Problem 478
Mixtures
Let us consider mixtures of three substances: A, B and C. A mixture can be described by a ratio of the amounts of A, B, and C in it, i.e., (a : b : c). For example, a mixture described by the ratio (2 : 3 : 5) contains 20% A, 30% B and 50% C.
For the purposes of this problem, we cannot separate the individual components from a mixture. However, we can combine different amounts of different mixtures to form mixtures with new ratios.
For example, say we have three mixtures with ratios (3 : 0 : 2), (3 : 6 : 11) and (3 : 3 : 4). By mixing 10 units of the first, 20 units of the second and 30 units of the third, we get a new mixture with ratio (6 : 5 : 9), since:
(10·3/5 + 20·3/20 + 30·3/10 : 10·0/5 + 20·6/20 + 30·3/10 : 10·2/5 + 20·11/20 + 30·4/10) = (18 : 15 : 27) = (6 : 5 : 9)
However, with the same three mixtures, it is impossible to form the ratio (3 : 2 : 1), since the amount of B is always less than the amount of C.
Let n be a positive integer. Suppose that for every triple of integers (a, b, c) with 0 ≤ a, b, c ≤ n and gcd(a, b, c) = 1, we have a mixture with ratio (a : b : c). Let M(n) be the set of all such mixtures.
For example, M(2) contains the 19 mixtures with the following ratios:
{(0 : 0 : 1), (0 : 1 : 0), (0 : 1 : 1), (0 : 1 : 2), (0 : 2 : 1),
(1 : 0 : 0), (1 : 0 : 1), (1 : 0 : 2), (1 : 1 : 0), (1 : 1 : 1),
(1 : 1 : 2), (1 : 2 : 0), (1 : 2 : 1), (1 : 2 : 2), (2 : 0 : 1),
(2 : 1 : 0), (2 : 1 : 1), (2 : 1 : 2), (2 : 2 : 1)}.
Let E(n) be the number of subsets of M(n) which can produce the mixture with ratio (1 : 1 : 1), i.e., the mixture with equal parts A, B and C.
We can verify that E(1) = 103, E(2) = 520447, E(10) mod 118 = 82608406 and E(500) mod 118 = 13801403.
Find E(10 000 000) mod 118.
混合物
考虑由三种成份A,B和C组成的混合物。每种混合物可以用所含A,B,C三种成份的比例来表示,也就是说(a : b : c)。例如,一种比例是(2 : 3 : 5)的混合物包含有20% A,30% B和50% C。
我们不能从混合物中分理处不同的成分,但是我们可以组合不同数量的不同混合物来组成有新的比例的混合物。
例如,我们现在有三种比例分别是(3 : 0 : 2),(3 : 6 : 11)和(3 : 3 : 4)的混合物。将10单位的第一种混合物,20单位的第二种混合物和30单位第三种混合物,我们得到一种新的混合物,比例是(6 : 5 : 9),因为:
(10·3/5 + 20·3/20 + 30·3/10 : 10·0/5 + 20·6/20 + 30·3/10 : 10·2/5 + 20·11/20 + 30·4/10) = (18 : 15 : 27) = (6 : 5 : 9)

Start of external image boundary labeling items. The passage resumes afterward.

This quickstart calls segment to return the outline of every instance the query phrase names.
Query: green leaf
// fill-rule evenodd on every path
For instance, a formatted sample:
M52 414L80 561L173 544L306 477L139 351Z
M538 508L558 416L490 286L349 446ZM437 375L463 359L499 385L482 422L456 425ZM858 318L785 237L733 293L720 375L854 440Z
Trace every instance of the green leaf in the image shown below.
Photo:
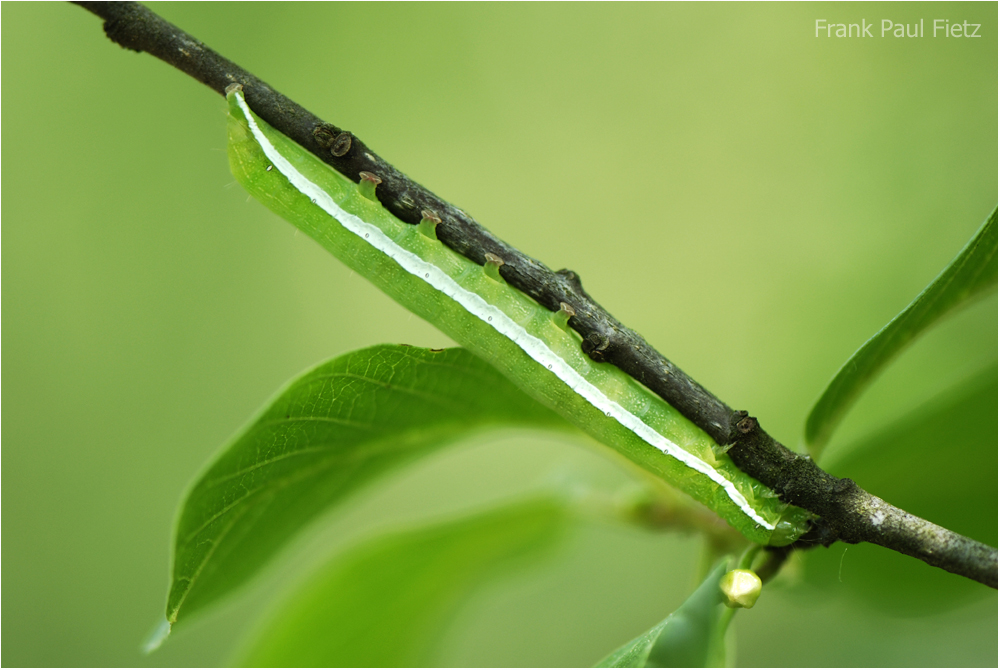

然而,用同样的三种混合物,永远无法配置出比例为(3 : 2 : 1)的混合物,因为成分B的量永远比成分C要少。
记n是一个正整数。假设对于任意整数a,b,c满足0 ≤ a, b, c ≤ n且gcd(a, b, c) = 1,我们都有一种比例是(a, b, c)的混合物。记M(n)是所有这些混合物的集合。
例如,M(2)包含有下列19种不同比例的混合物:
{(0 : 0 : 1), (0 : 1 : 0), (0 : 1 : 1), (0 : 1 : 2), (0 : 2 : 1),
(1 : 0 : 0), (1 : 0 : 1), (1 : 0 : 2), (1 : 1 : 0), (1 : 1 : 1),
(1 : 1 : 2), (1 : 2 : 0), (1 : 2 : 1), (1 : 2 : 2), (2 : 0 : 1),
(2 : 1 : 0), (2 : 1 : 1), (2 : 1 : 2), (2 : 2 : 1)}.
记E(n)是能够构成混合物比例(1 : 1 : 1)的M(n)的子集数目。
可以验证E(1) = 103,E(2) = 520447,E(10) mod 118 = 82608406,E(500) mod 118 = 13801403。
求E(10 000 000) mod 118。